Botta e risposta tra Pier Luigi Bersani, ex deputato di LeU, e Italo Bocchino, direttore editoriale del Secolo d’Italia, sulla difficoltà mostrata dalla presidente del Consiglio Giorgia Meloni nello stigmatizzare il fascismo e sulla sua ambiguità in merito all’antifascismo. Viene citato come esempio la sua dichiarazione sull’anniversario dell’eccidio delle Fosse Ardeatine: “Settantanove anni fa 335 italiani sono stati barbaramente trucidati dalle truppe di occupazione naziste. Italiani innocenti massacrati solo perché italiani”.

Bocchino commenta: “La destra italiana ha superato tutti gli esami di democrazia possibili e inimmaginabili, che altre forze politiche forse non hanno ancora del tutto superato. Mi riferisco alle forze estreme che spesso offendono la democrazia”.

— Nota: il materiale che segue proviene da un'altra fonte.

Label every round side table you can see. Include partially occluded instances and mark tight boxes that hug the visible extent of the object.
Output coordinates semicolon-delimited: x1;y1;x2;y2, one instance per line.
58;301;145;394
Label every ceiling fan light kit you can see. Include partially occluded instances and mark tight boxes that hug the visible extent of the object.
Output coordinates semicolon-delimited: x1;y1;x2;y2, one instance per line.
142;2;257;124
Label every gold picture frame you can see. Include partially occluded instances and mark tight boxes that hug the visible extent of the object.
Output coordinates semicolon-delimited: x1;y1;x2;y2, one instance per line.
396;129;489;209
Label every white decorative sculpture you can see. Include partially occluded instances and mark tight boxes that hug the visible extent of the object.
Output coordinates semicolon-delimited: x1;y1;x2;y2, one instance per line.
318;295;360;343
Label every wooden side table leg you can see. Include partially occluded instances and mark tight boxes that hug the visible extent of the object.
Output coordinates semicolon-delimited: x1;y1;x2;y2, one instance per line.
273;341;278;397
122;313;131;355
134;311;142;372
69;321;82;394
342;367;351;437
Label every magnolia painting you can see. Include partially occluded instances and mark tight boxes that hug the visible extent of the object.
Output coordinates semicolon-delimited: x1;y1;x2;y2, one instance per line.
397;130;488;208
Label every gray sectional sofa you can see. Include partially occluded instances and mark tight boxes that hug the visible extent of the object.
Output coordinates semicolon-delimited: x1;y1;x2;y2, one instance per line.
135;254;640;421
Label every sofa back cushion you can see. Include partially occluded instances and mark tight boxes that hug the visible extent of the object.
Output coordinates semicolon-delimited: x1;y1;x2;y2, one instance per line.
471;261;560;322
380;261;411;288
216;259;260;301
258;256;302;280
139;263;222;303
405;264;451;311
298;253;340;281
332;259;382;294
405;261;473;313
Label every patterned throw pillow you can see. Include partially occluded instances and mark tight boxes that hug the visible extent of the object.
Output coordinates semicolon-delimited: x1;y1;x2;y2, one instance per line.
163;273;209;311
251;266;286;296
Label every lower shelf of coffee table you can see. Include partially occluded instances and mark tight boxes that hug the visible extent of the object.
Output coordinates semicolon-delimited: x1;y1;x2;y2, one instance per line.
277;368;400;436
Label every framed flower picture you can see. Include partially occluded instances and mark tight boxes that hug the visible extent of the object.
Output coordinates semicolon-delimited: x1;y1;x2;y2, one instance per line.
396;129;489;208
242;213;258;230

E cita ad esempio il M5s: “A volte hanno ecceduto nei confronti delle regole democratiche. Alla destra italiana non si può chiedere più niente perché ha fatto un percorso molto chiaro. Circa le Fosse Ardeatine, la Meloni ha detto quello che era corretto dire. E cioè che erano tutti italiani: partigiani, ebrei, carabinieri e detenuti comuni”.

Bersani dissente: “Quella frase della Meloni è inaccettabile. Non puoi dire che le vittime sono state uccise in quanto italiane, perché in realtà c’erano degli italiani che hanno fatto l’elenco delle persone che poi sono state uccise. Ed erano italiani quelli lì. Si chiamavano ‘fascisti’. E la nostra Costituzione, Bocchino, non è anti-5 Stelle, ma antifascista. Mi piacerebbe sentire la parola ‘fascista’ dalla Meloni, perché sulla Costituzione c’è scritta quella parola. Se alla Meloni non piace questa Costituzione, provi a farne un’altra. Altrimenti, se giura su questa Costituzione qui, il 25 aprile lo festeggia”.
Ma tu vedi fascisti in giro, Pier Luigi?”, chiede Bocchino.
Sì, li vedo“, risponde Bersani.
“E dove li vedi? Me li indichi?”, rilancia l’ex parlamentare del Pdl.
Vuoi che ti porti un po’ di foto? Te le porto“, replica Bersani.